Когда служба – или банкет, или вечеринка, или что там еще – подходит к концу, все встают. Я тоже пытаюсь отодрать себя от стула. Но тут просыпается старик, тянет через стол пятерню и хватает меня за руку. Он лыбится в своей инвалидной коляске, дышит на меня со сна какой-то тухлятиной, а когда я пытаюсь выдернуть руку, то чувствую, как на моем запястье стягиваются его сухожилия – жгутом воли и мышц, жестким, как кандалы.
Все берутся за руки. Рояли громыхают на басах, пасторы толкутся на краю сцены. Спенсер стоит на том же месте, где был с самого начала, – дирижирует роялями: то громче, то тише, похлопывает прихожан по плечам; его вздыбленные волосы обрамляют сияющее лицо, как лучи солнца на детских рисунках. Мне никак не свыкнуться с его худобой. Такое впечатление, что это не он, а его картонная копия, пропущенная под паровым катком.
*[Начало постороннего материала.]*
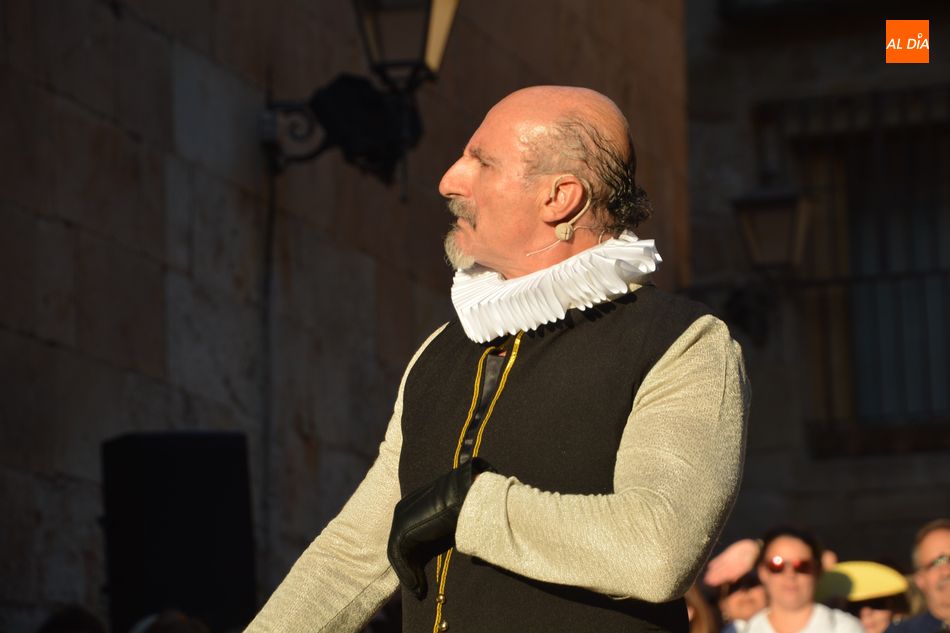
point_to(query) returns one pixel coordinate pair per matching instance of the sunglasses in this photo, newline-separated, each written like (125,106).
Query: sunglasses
(940,561)
(777,565)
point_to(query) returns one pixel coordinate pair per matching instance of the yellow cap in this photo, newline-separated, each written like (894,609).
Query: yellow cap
(859,580)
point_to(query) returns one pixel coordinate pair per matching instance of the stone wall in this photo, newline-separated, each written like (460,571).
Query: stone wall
(133,214)
(861,506)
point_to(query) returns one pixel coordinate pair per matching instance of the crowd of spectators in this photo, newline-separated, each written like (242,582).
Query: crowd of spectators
(786,582)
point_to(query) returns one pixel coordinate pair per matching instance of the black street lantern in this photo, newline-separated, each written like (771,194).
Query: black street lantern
(405,39)
(404,42)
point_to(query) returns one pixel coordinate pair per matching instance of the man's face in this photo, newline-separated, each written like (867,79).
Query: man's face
(933,572)
(790,589)
(496,204)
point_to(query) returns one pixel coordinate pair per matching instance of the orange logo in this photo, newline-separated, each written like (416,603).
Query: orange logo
(907,42)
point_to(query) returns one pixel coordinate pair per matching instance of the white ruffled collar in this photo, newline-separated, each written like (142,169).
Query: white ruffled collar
(490,306)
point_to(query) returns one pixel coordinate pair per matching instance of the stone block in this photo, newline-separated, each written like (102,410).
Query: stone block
(71,562)
(244,38)
(26,151)
(77,40)
(179,214)
(19,38)
(306,51)
(333,476)
(17,268)
(121,315)
(192,412)
(394,318)
(59,406)
(213,345)
(216,118)
(910,504)
(431,308)
(22,617)
(228,237)
(144,96)
(108,183)
(19,523)
(324,285)
(56,263)
(189,22)
(339,397)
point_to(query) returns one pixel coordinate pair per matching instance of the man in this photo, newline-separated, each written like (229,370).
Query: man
(931,558)
(563,454)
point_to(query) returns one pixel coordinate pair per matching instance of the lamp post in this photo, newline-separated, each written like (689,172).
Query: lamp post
(404,41)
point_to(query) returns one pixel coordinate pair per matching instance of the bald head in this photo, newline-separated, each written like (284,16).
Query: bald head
(578,130)
(545,160)
(544,106)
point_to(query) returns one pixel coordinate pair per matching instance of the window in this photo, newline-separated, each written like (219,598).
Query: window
(874,287)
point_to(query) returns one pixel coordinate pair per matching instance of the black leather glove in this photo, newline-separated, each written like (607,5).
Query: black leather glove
(424,523)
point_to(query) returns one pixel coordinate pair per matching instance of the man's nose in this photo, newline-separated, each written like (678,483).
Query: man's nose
(453,181)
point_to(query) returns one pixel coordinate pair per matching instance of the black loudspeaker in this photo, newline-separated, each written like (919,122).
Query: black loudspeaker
(178,528)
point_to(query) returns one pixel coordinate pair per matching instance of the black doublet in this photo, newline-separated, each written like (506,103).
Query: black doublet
(556,425)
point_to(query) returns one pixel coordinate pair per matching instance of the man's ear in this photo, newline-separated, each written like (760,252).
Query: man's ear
(569,194)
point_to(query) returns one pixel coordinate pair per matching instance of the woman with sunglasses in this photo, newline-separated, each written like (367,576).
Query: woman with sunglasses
(789,565)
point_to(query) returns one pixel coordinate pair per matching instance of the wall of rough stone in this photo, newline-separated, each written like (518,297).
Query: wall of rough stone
(133,215)
(861,506)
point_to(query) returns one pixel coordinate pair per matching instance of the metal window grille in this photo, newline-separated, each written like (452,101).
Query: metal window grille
(874,286)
Не переставая улыбаться, Спенсер подходит к тому роялю, на котором, согнувшись в три погибели, играют седовласые дамы, кожа у них блестит от пота. Прикрыв глаза, он начинает что-то бормотать; всеобщее бурление мгновенно выпаривается до тишины, и его голос снова становится внятным. К нему присоединяются другие проповедники; они не поют, но голоса их накладываются на его голос в сложной гармонии, производя звук столь же насыщенный и мелодичный, как тонический аккорд заупокойной мессы. Некоторое время спустя в гармонии чуть менее стройной, хотя и не менее прекрасной, проповедникам начинает вторить толпа.
– Кто это будет? – вопрошает Спенсер под бормотание своих коллег.
– Я, Господи! – ревет толпа.
– Кто из вас готов открыть свое сердце и принять дар?
– Я, Господи! – отвечают прихожане.
– А теперь по домам, – говорит Спенсер, и, хотя он не прибегает к помощи микрофона, голос его заполняет весь зал. Пасторы все еще бормочут, но только в качестве фонового сопровождения, вроде подголосовки в ансамбле.
– Ступайте домой, миленькие, ступайте домой, – продолжает Спенсер.
Не помню, чтобы в детстве у него был такой голос. Не помню, чтобы я вообще знал людей с таким голосом. Он по нарастающей накручивается на свои обертона, как звук валторны. Меня его голос не будоражит; может, потому что я был его другом задолго до этого и слышу сейчас все того же одиннадцатилетнего мальчишку, сердитого, шебутного, одинокого. Но он будоражит всех вокруг, и меня одолевает внезапное желание сбежать – и ради Спенсера, и ради себя самого. Я бы так и сделал, если б не старик-инвалид, вцепившийся в мое запястье. При каждом моем движении рука его дергается, напрягаясь, словно гайдроп аэростата. Будто он единственное, что скрепляет меня с землей.